Release notes mention only releases with feature changes

MongoDB releases Atlas Data Federation every week, continuously improving Atlas Data Federation performance and stability. These release notes capture only those releases that contain feature changes. If a particular Atlas Data Federation release contains only performance and stability improvements, it is not included in these release notes. To identify which release version you are using, check the release version string for the release date.

  • Supports the ability to read Parquet files with zstd column compression.

  • Changes which regions process data for unsupported regions:

    • ca-central-1 (Montreal) will process data from ca-west-1 (Alberta) instead of eu-west-1 (Ireland).

    • ap-northeast-1 (Tokyo) will process data:

      • from ap-northeast-2 (Seoul) instead of eu-west-1 (Ireland).

      • from ap-northeast-3 (Osaka) instead of eu-west-1 (Ireland).

      • from ap-east-1 (Hong Kong) instead of ap-southeast-2 (Sydney).

  • Fixes an issue where the killOp command was prevented from terminating a query.

  • Adds support for the $sql stage on Atlas Data Federation views.

  • Fixes an issue where, when creating a view, Atlas Data Federation was not properly checking permissions.
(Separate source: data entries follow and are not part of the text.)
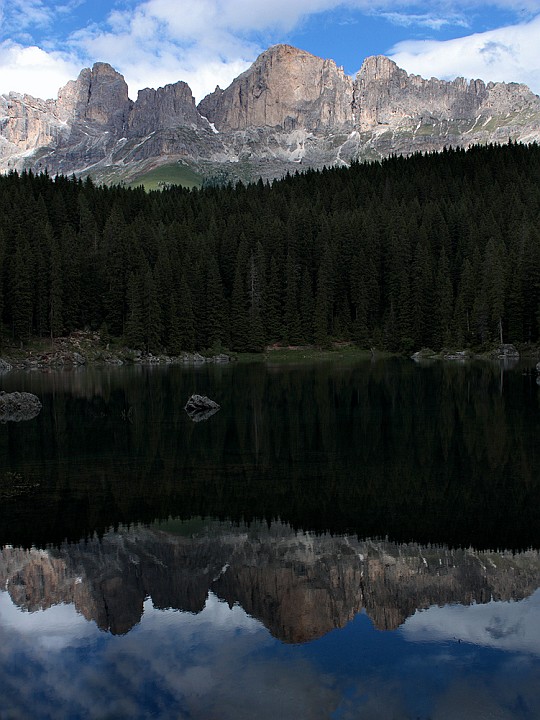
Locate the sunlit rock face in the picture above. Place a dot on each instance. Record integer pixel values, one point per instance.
(289, 110)
(299, 585)
(285, 88)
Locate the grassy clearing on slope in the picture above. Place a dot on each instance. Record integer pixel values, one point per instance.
(174, 174)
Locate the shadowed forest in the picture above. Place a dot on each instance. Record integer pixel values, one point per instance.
(433, 250)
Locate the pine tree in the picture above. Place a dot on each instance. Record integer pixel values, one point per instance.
(56, 323)
(134, 335)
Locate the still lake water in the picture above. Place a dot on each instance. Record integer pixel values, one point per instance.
(341, 540)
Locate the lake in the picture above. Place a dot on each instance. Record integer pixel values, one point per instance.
(348, 539)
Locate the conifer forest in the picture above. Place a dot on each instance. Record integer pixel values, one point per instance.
(438, 250)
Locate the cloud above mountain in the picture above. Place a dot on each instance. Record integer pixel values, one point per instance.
(154, 42)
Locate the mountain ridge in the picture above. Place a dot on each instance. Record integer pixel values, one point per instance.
(289, 109)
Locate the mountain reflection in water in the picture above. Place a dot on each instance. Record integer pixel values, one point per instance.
(299, 585)
(461, 636)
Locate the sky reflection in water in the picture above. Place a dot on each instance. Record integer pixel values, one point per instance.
(446, 455)
(479, 661)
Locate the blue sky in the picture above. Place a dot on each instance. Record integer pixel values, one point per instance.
(44, 43)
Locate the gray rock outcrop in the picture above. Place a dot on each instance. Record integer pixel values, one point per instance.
(289, 108)
(17, 406)
(200, 407)
(4, 366)
(285, 88)
(300, 585)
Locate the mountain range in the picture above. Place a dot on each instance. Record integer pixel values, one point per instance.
(298, 584)
(290, 110)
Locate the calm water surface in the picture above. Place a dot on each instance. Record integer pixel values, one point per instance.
(338, 541)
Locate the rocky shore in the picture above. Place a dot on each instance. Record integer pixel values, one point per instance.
(88, 348)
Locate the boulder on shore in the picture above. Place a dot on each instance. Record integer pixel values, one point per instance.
(18, 406)
(200, 407)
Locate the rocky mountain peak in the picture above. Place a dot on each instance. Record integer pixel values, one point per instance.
(285, 88)
(289, 108)
(99, 95)
(167, 107)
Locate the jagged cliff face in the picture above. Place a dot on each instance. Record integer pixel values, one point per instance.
(289, 109)
(299, 585)
(285, 88)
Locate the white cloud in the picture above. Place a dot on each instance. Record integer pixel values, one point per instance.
(34, 71)
(209, 42)
(507, 54)
(512, 626)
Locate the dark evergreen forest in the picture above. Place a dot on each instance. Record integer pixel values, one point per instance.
(432, 250)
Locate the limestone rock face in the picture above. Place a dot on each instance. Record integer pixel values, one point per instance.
(165, 108)
(285, 88)
(385, 95)
(298, 584)
(99, 96)
(289, 108)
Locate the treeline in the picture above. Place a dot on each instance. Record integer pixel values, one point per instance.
(437, 250)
  • Resolves an issue where generated dates in the ISO 8602 format caused incorrect query results.

  • Fixes an issue that prevented the Python driver from failing to connect when using AWS IAM authentication.

  • Fixes an issue that caused $limit queries to fail with an InternalError.
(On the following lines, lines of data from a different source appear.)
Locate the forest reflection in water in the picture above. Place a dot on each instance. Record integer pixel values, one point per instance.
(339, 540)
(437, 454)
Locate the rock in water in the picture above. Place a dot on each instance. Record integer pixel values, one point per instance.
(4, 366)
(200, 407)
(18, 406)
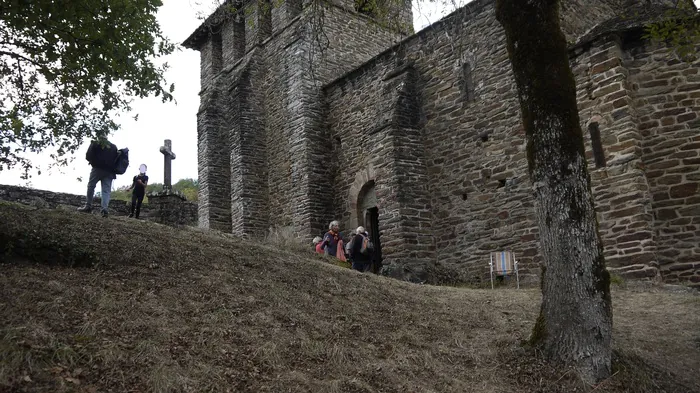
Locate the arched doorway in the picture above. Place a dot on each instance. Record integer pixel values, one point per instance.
(368, 217)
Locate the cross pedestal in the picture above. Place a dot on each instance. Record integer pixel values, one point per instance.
(168, 157)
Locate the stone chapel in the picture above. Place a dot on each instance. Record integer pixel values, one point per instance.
(313, 111)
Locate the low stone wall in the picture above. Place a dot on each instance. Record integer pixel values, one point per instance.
(173, 210)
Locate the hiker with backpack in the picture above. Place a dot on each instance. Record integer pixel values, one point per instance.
(107, 162)
(332, 243)
(139, 186)
(361, 250)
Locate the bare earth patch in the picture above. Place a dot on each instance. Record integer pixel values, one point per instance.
(94, 305)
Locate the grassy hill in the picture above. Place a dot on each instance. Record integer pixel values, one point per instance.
(115, 305)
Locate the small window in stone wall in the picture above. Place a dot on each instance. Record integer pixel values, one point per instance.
(596, 145)
(467, 82)
(293, 8)
(265, 18)
(366, 7)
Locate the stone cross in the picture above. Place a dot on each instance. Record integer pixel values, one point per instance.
(168, 156)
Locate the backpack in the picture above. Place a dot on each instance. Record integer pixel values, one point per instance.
(367, 245)
(122, 161)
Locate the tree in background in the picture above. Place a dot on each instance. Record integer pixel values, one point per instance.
(574, 327)
(66, 71)
(680, 28)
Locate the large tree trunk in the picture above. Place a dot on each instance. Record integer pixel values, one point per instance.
(575, 323)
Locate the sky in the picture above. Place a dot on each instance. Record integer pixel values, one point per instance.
(158, 121)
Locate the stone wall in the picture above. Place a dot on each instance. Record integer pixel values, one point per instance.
(263, 148)
(474, 149)
(170, 210)
(432, 125)
(666, 94)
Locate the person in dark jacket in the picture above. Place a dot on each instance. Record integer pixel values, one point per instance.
(139, 187)
(360, 262)
(101, 155)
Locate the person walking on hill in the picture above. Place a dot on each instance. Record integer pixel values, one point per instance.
(139, 186)
(101, 155)
(333, 241)
(361, 250)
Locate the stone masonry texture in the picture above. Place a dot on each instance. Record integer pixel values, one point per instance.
(294, 126)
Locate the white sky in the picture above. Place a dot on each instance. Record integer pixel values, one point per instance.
(178, 122)
(158, 121)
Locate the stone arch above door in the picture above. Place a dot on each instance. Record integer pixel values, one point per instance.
(363, 178)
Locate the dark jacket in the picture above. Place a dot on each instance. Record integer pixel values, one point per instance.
(102, 157)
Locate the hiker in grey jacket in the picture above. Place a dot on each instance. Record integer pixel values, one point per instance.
(101, 156)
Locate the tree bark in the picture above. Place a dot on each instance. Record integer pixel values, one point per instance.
(575, 322)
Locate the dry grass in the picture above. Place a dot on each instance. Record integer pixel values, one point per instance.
(166, 310)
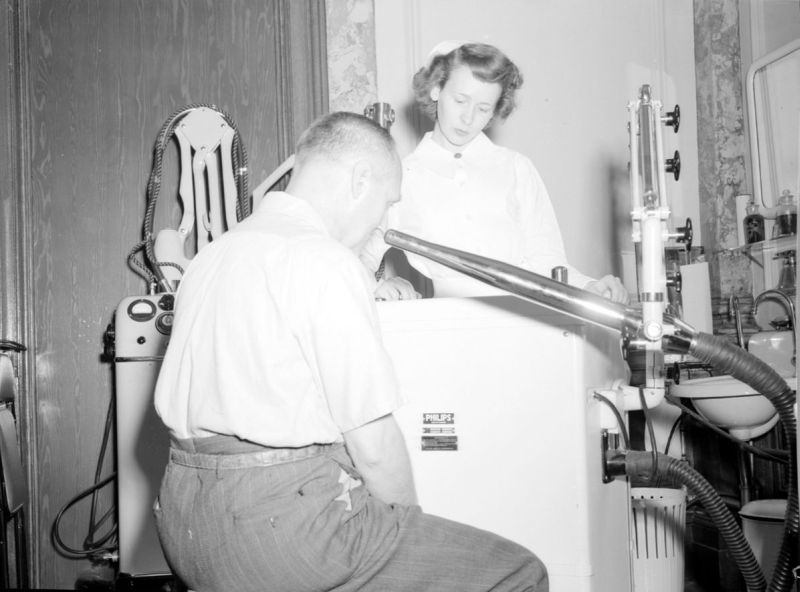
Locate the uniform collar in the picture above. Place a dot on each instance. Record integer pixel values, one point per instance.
(443, 162)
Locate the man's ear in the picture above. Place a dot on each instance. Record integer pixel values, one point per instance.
(361, 179)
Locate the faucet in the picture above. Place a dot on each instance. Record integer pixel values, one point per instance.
(788, 302)
(735, 315)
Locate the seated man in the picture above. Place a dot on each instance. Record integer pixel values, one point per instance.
(287, 470)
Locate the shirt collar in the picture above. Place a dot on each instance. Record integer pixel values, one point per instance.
(277, 203)
(443, 162)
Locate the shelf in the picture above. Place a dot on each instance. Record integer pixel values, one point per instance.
(782, 243)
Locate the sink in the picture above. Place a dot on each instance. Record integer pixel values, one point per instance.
(731, 404)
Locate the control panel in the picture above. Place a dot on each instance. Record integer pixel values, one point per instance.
(142, 326)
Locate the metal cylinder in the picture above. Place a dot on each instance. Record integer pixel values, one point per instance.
(521, 282)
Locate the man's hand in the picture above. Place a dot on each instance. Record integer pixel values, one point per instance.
(379, 453)
(609, 287)
(395, 288)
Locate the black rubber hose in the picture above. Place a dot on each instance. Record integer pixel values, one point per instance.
(732, 360)
(239, 161)
(639, 464)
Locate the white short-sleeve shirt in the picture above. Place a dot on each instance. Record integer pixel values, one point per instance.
(275, 338)
(488, 200)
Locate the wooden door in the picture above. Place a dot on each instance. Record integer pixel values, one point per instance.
(91, 85)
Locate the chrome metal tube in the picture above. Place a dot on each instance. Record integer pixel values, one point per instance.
(521, 282)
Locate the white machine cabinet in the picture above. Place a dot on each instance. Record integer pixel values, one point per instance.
(500, 424)
(504, 433)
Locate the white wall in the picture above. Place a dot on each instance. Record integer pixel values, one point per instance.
(583, 61)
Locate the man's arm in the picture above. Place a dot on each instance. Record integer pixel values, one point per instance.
(379, 453)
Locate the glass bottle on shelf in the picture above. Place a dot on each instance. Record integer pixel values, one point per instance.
(753, 224)
(785, 215)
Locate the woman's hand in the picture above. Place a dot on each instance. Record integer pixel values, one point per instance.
(609, 287)
(395, 288)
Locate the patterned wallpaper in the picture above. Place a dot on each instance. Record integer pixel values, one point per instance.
(722, 151)
(720, 124)
(351, 54)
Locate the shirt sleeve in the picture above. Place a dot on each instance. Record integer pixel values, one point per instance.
(543, 244)
(344, 345)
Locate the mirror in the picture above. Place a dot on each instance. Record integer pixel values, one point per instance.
(773, 105)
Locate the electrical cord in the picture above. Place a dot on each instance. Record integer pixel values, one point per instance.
(675, 425)
(623, 430)
(91, 545)
(649, 422)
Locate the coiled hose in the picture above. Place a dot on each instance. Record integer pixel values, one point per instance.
(640, 464)
(238, 157)
(740, 364)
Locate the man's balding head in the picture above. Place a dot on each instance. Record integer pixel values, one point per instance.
(347, 168)
(344, 137)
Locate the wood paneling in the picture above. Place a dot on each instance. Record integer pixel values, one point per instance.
(104, 75)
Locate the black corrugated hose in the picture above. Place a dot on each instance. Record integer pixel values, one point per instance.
(239, 158)
(639, 464)
(732, 360)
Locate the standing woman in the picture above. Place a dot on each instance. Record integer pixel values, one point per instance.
(463, 191)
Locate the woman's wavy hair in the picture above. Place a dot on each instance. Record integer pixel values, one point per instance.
(487, 63)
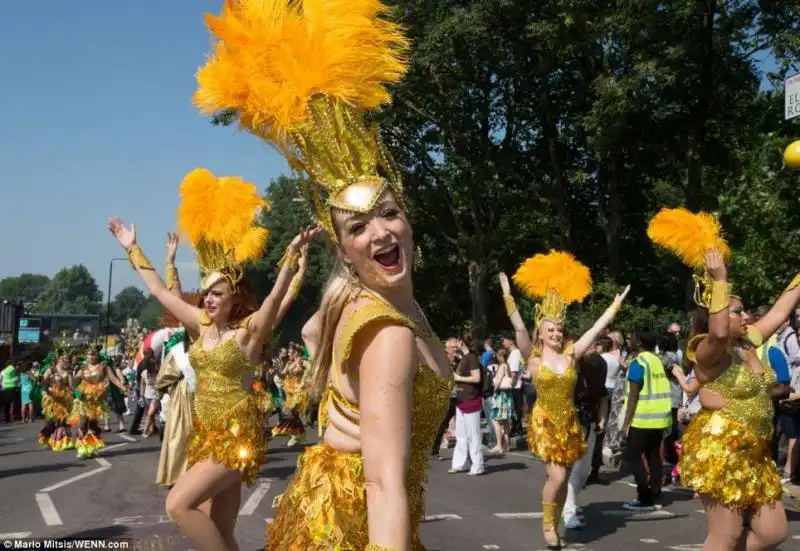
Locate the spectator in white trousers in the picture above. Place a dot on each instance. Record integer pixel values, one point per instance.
(468, 454)
(592, 406)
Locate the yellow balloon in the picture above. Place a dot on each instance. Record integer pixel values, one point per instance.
(792, 156)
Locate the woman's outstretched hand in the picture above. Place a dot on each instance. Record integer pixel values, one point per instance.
(504, 285)
(172, 247)
(125, 236)
(715, 265)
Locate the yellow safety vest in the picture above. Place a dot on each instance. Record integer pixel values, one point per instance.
(654, 409)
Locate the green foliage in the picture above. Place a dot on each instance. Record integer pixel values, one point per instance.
(128, 303)
(26, 287)
(71, 291)
(150, 313)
  • Improves template partition filtering in the query planner, which improves query performance in certain cases against multiple blob storage sources.

  • Makes Azure data stores generally available for both your development and production deployments.
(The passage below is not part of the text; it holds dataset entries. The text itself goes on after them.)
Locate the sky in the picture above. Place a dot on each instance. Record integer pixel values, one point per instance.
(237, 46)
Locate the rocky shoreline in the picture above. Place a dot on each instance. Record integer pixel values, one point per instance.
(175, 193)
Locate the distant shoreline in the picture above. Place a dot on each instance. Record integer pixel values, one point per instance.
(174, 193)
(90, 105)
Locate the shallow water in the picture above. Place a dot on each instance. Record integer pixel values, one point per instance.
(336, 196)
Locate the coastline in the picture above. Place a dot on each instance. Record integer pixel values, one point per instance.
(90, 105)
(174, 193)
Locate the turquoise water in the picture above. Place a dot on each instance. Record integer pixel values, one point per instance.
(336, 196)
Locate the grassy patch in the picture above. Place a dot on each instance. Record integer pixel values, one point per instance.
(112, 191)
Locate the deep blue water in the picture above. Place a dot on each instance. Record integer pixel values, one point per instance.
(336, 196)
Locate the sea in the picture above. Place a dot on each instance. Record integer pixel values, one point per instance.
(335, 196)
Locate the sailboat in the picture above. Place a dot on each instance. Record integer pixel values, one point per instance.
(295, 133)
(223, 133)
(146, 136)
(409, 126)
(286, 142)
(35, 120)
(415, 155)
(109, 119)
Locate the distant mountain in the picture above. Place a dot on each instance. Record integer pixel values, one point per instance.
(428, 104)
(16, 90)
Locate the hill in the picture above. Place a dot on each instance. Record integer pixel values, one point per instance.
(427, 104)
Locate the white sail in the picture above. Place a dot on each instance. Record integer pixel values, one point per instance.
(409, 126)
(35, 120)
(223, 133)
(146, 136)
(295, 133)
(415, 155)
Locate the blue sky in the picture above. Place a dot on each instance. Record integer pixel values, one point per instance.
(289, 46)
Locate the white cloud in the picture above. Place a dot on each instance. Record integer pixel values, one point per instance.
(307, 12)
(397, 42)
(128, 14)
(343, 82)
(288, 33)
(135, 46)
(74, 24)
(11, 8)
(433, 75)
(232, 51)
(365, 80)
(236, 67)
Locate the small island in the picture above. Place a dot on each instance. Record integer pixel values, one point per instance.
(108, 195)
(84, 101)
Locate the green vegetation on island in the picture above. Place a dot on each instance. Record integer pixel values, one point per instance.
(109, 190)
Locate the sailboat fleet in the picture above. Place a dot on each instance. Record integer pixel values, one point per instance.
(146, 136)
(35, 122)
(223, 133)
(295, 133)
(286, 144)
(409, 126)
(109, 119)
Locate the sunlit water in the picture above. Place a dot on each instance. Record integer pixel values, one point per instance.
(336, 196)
  • Supports AWS IAM if you configure AWS IAM for authentication. This is currently unsupported in the Atlas UI.

  • Changes the error CommandNotSupported to CommandNotFound.

  • Improves performance when reading from Parquet files.

  • Adds support for modifying views with collMod.

  • Adds automatic recognition of .jsonl files as JSON Lines files.

  • Fixes an issue with sqlGenerateSchema where it wouldn't run on Online Archive source.

  • Improves error message for exceeding the maxTimeMS limit.

  • Improves explain() results for queries that target Atlas Data Lake datasets and Online Archives.

  • Improves performance for queries that utilize the $ne operator.

  • Supports the $$SEARCH_META aggregation variable when you run $search queries on an Atlas cluster through Atlas Data Federation.

  • Introduces new onboarding experience with templates for the most common Atlas Data Federation use cases.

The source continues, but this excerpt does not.